Genes have influence over whether you smoke, quit or die
By W. Gregory Feero, MD, PhD
The burden of smoking on our society is remarkable. Estimates are that as many as 1 in 10 of all deaths are smoking related. Billions of dollars are spent yearly in the U.S. on treating upper respiratory tract infections, myocardial infarction and age-related macular degeneration. Smoking clearly ranks among America’s most pressing health care issues and is an increasingly important health care issue worldwide. Even a small decrease in the U.S. smoking rate would confer major benefits not only on the suffering of individual smokers but on the entire economy.
Genomics can bring quite a lot to bear on this issue, including insights into the genetic underpinnings of addiction behavior, disease risk associated with smoking, and novel approaches to smoking cessation.
Twin studies have long shown that inheritance plays an important role in smoking behavior, with heritability estimates of over 50% for both smoking and the ability to quit smoking. Anecdotally, each of us has probably experienced the hale and hearty 90-year-old who has smoked two packs a day since “before you were born,” as well as the 50-year-old smoker with oxygen and steroid-dependent chronic obstructive pulmonary disease (COPD). Is there a genetic basis for this variable response to a toxic environmental insult?
In rare cases, the genetic contribution to the effects of smoking is clear. Single-gene Mendelian disorders like alpha-one antitrypsin deficiency show a very strong gene-environment interaction. Until recently, sorting out the more subtle interactions between common gene variants and smoking was fraught with difficulties, mainly because the environmental factor frequently so strongly outweighs the genetic contributions to the development of disease. Multiple studies demonstrated a correlation between various genes, health conditions and smoking, but few were widely replicated. More recently the genome-wide association studies have begun to unravel this Gordian knot.

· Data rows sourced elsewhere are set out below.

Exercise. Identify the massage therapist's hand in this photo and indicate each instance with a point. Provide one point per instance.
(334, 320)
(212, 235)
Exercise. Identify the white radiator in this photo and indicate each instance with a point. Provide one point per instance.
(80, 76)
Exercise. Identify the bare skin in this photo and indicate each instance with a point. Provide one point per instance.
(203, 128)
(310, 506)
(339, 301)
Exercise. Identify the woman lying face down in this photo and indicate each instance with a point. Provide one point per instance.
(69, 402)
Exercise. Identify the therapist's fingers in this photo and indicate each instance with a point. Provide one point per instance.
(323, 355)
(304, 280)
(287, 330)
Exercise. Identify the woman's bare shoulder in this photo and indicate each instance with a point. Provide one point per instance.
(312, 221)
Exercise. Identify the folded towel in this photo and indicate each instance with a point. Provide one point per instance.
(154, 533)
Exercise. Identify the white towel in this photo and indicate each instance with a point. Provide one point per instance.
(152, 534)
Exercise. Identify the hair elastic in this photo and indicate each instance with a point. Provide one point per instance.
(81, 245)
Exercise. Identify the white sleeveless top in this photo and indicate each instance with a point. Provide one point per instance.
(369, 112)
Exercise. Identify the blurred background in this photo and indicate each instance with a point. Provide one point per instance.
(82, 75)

This unraveling began with the discovery of the gene variations associated with macular degeneration in 2005-2006, for which both genetics and smoking are clear risk factors. Recently, three simultaneously published studies examined variable genetic markers known as single nucleotide polymorphisms (SNPs) and their relationship to smoking and several health conditions.

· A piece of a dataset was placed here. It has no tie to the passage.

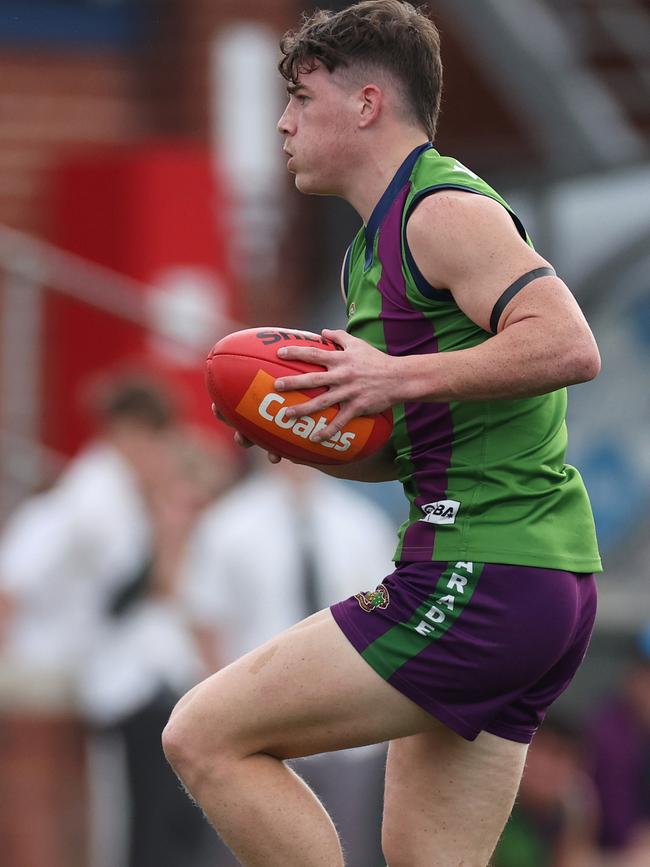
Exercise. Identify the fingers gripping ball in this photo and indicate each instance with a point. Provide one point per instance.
(240, 373)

The three studies identified a region on chromosome 15 as an important contributor to the genetic component of smoking-related disease risk. The markers fall in a gene cluster consisting of nicotinic acetylcholine receptor genes, with several other genes interspersed, and were associated with nicotine dependence, smoking quantity, peripheral arterial disease and lung cancer. As is the case with many variants identified through genome-wide association studies, these variants each confer only a small increase in an individual’s risk, albeit with a high degree of statistical certainty.
Unsurprisingly, one of the research groups concluded that the effect on lung cancer risk was mediated indirectly through changes in smoking behavior. Intriguingly, the authors of the other two studies concluded that the risk of lung cancer conferred by these markers might be mediated directly. In some way, changes in DNA present in lung tissue and associated with these SNPs make it more likely for a tumor to occur. Further studies are needed to sort out which of these mechanisms is correct, but these early studies give a tantalizing look at the underpinnings of some of the variability noted among smokers, and a window on potential new therapeutic approaches.

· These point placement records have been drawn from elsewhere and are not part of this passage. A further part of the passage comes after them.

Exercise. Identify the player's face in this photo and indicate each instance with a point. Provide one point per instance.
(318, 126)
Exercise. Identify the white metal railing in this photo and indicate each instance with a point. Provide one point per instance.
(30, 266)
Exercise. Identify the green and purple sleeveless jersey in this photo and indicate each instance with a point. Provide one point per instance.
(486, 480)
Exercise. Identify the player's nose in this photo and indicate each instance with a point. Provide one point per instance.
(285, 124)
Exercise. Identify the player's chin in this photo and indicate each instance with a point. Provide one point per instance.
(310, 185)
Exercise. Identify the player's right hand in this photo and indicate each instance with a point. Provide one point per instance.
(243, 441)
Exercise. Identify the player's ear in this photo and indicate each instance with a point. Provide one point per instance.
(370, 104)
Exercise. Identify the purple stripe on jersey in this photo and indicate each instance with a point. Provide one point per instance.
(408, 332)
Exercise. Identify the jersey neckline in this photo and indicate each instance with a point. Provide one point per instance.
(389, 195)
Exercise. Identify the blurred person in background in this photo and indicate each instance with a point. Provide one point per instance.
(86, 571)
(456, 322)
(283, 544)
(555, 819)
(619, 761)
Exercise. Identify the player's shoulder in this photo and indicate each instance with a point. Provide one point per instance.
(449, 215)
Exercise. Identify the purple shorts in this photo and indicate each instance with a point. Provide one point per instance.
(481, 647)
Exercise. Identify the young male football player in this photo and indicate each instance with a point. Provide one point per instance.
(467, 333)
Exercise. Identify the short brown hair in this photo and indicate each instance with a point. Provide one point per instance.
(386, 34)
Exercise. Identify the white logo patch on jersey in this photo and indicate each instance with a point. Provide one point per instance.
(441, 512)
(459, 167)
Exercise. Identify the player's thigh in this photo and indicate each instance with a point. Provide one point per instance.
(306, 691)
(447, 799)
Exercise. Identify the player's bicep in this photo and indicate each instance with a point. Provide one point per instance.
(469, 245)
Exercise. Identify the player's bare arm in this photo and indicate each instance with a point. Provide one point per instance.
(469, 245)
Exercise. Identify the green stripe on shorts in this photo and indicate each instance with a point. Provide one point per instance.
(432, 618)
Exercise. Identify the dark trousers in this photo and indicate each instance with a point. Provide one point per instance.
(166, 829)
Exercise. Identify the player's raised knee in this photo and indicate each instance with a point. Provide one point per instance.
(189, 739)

Much also is being learned about the influence of genetic variation on smoking cessation. Studies suggest that variations in genes associated with nicotine metabolism alter the effectiveness of nicotine replacement therapies. Similarly, studies have shown that individuals with variants in genes in pathways associated with dopamine metabolism seem to respond to pharmacologic interventions differentially. These emerging insights will very likely lead to novel therapeutic compounds. At some point, health care providers will probably be able to use genetic information to tailor approaches to smoking cessation.
We are just scratching the surface of the intersection of smoking, health and genomics. This research will help blaze the trail for a better understanding of other important environmental influences on disease, such as a high-fat diet, air pollution or alcohol use. The intersection of genes and the environment is a major focus of study for the National Human Genome Research Institute and the National Institutes of Health, as in the Genes and Environment Initiative.
As we become increasingly sophisticated in conducting large genome-wide association studies, novel interactions will be found between genetic variants, smoking and other smoking-related disorders like stroke, myocardial infarction and COPD. Though genomic discoveries will never provide a complete solution to the monumental and complex problem smoking presents to society, small victories will come with time, and make a difference in the lives of many.
W. Gregory Feero, MD, PhD, a family physician with a doctorate in human genetics, is senior adviser for genomic medicine in the Office of the Director at the NIH’s National Human Genome Research Institute.